Tahini has fewer calories than other types of nut butter and is a good source of protein, healthy fats, fiber, and an array of vitamins and minerals. It is a particularly good source of copper, which is necessary for the absorption of iron, as well as phosphorous, selenium, iron, zinc and calcium. As for the benefits, studies have shown that sesame seeds can help lower bad LDL cholesterol.
Choose tahini made with sesame seeds and nothing more, like this single-source paste som.
5 sunflower seed butter
Sunflower seed butter is ideal for people with nut allergies, and is among the healthiest options for nut butters. Sunflower seeds have a slightly bitter taste, so salt and sugar are often added to balance the flavour.
Nutritionally, sunflower seed butter is calorie-dense, containing mostly monounsaturated fats and small amounts of polyunsaturated fats. At 5.6 grams of protein per two tablespoons, it has less protein compared to other types of nut butters.
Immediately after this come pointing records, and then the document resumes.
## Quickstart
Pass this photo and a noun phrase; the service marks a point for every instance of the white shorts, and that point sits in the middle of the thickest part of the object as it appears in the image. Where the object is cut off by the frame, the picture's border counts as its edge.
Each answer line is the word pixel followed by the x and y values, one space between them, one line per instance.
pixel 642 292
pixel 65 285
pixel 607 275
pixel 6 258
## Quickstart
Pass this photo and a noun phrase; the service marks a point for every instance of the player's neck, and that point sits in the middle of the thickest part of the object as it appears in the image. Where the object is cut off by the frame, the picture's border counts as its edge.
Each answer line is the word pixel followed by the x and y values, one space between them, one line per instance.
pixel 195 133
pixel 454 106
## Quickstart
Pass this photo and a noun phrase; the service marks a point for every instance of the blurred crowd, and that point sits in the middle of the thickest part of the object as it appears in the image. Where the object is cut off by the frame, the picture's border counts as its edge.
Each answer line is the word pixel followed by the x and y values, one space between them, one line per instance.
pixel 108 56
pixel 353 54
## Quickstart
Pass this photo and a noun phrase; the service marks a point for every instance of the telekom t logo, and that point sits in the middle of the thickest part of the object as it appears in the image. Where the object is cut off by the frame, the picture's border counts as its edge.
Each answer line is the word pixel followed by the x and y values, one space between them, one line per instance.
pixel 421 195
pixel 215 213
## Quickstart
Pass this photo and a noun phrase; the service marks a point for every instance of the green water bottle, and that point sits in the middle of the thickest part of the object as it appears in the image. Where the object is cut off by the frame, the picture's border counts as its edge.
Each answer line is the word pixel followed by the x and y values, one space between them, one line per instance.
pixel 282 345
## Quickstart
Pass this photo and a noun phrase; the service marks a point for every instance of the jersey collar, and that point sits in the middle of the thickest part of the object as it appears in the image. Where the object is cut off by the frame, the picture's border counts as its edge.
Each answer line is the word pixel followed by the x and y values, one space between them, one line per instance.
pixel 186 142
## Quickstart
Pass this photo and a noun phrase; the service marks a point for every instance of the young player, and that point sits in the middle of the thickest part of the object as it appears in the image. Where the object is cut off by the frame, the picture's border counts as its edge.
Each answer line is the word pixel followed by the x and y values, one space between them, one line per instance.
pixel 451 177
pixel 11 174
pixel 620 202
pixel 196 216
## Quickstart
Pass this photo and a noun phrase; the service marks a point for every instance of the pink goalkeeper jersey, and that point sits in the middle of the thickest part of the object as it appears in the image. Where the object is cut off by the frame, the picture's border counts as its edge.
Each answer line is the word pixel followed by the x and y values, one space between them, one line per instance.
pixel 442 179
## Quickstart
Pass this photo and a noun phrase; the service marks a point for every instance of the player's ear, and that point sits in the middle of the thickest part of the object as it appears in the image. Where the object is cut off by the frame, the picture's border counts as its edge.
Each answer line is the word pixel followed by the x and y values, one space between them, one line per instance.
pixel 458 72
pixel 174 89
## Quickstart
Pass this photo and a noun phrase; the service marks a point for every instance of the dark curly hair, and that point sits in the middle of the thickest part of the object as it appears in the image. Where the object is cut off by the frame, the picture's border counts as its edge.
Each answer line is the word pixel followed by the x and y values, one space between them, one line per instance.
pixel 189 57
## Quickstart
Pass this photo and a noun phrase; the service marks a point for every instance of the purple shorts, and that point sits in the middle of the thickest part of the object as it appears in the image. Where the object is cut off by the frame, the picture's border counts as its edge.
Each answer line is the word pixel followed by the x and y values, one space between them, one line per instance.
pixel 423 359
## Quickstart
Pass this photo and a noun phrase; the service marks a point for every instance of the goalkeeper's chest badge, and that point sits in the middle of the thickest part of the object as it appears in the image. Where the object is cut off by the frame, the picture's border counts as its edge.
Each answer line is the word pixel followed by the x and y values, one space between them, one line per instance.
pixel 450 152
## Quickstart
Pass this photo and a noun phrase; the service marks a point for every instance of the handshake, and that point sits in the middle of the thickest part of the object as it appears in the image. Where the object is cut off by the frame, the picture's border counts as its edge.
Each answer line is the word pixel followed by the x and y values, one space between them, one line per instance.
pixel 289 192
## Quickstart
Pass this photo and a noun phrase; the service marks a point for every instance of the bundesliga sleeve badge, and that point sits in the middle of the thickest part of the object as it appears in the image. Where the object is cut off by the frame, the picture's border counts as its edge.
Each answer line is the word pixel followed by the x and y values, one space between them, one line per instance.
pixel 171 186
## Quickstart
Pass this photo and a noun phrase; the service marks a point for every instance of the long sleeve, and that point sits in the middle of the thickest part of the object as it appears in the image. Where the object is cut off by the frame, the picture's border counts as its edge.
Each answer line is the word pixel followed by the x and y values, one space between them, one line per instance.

It contains more copper, magnesium, phosphorous, zinc, iron and vitamin E than peanut butter.
If you’re concerned about your calorie intake, look for sunflower seed butters that don’t have added sugar, like SunButter’s No Added Sugar variety.
6 nut butter
Among the nut butters, nut butters aren’t as high in protein, nor are they high in heart-healthy fats or trace minerals — although they do contain small amounts of iron, calcium, and potassium. The strength of nut butters lies in its content of omega-3 and omega-6 fatty acids. Omega-3 from plants is called alpha-linolenic acid, which has been linked to a lower risk of death from heart disease. Walnuts also contain polyphenols, which are known to help reduce inflammation.
Many commercial nut butters contain more than one type of tree nuts, such as Artisana Organic Raw Nut Butter With Cashew Nuts. But, you can also make your own 100 percent nut butter by adding 1 or 2 cups of walnuts to the bowl of a food processor, then grinding them until a smooth paste forms, about 1 minute. For a softer, sweeter, crunchier nut butter, arrange raw walnuts on a baking sheet and roast at 350 degrees Fahrenheit for eight minutes. Let cool before adding to the food processor, and add salt and sugar to taste.